Tip to help: umap

Hi all,

Just wanted to pass along a tip in relation to the second video as it stumped me for a bit when trying to use umap.

To use umap, you need to install ‘umap-learn’ not ‘umap’. So, in case you installed umap, run the following commands to uninstall umap and install umap-learn instead:

pip uninstall umap
pip install umap-learn

And then in your python code make sure you are importing the module using:

import umap.umap_ as umap

Instead of:

import umap

Hope this helps!

1 Like

Thank you.
Expand on this, since this umap on on cpu is only about 2 it/s. I tried to install the GPU version, UMAP (Installation Guide - RAPIDS Docs):

pip install \
    --extra-index-url=https://pypi.nvidia.com \
    cudf-cu12==23.12.* dask-cudf-cu12==23.12.* cuml-cu12==23.12.* \
    cugraph-cu12==23.12.* cuspatial-cu12==23.12.* cuproj-cu12==23.12.* \
    cuxfilter-cu12==23.12.* cucim-cu12==23.12.* pylibraft-cu12==23.12.* \

Then, the function project_embeddings becomes:

import cuml

def project_embeddings_gpu(embeddings, umap_transform):
    umap_embeddings = np.empty((len(embeddings),2))
    for i, embedding in enumerate(tqdm(embeddings)):
        np_embedding = np.array(embedding).reshape(1,-1)
        umap_embeddings[i, :] = umap_transform.transform(np_embedding)
    return umap_embeddings

umap_transform = cuml.UMAP(random_state=0, init="spectral").fit(np.array(embeddings))
projected_dataset_embeddings = project_embeddings_gpu(embeddings, umap_transform)

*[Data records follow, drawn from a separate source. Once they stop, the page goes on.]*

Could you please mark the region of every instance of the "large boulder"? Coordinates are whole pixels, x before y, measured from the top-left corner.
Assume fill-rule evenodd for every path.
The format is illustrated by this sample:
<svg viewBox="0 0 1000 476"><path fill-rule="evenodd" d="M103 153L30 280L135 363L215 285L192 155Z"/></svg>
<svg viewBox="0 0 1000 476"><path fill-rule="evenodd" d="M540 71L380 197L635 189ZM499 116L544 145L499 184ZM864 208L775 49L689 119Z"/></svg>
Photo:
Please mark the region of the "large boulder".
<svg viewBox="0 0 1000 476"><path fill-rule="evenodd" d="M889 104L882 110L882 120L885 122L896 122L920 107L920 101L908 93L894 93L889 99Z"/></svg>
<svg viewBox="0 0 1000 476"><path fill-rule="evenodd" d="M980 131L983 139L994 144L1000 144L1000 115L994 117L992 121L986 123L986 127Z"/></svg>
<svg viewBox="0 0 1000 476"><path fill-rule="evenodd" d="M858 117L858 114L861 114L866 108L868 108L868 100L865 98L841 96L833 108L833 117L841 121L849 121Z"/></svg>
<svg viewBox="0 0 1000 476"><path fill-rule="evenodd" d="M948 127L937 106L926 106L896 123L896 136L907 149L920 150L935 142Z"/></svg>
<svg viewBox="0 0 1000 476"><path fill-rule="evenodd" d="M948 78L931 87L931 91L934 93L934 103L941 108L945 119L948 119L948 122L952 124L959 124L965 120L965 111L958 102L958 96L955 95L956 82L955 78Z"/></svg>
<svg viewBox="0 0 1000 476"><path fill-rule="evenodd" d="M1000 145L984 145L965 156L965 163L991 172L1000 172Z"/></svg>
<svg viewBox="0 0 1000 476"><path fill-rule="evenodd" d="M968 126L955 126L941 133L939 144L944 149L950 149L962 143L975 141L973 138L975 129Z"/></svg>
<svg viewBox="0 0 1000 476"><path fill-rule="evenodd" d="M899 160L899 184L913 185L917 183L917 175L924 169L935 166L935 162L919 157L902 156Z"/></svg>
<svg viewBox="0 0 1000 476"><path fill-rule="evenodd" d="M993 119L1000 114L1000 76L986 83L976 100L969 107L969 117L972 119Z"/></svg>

This version faster appr. 65 times, about 130 it/s on my laptop. I have made sure all the settings of both versions are similar, however, the results of the embed space are different. The GPU version produces more compact clusters, which leads to projections of queries and retrieved documents are closer or too far away from the projected data clusters. This behavior make it harder to show the points of the lesson. Tried to playing around with the parameters of UMAP, but I have not got any luck so far.

In conclusion, GPU version is faster about 65 times but destroy the points of the instructors wanted to convey. The settings of GPU version is needed to search until a “reasonable” embed spaces are achieved.

That’s an amazing boost! It’s been running at less than 2 it/s on my laptop personally.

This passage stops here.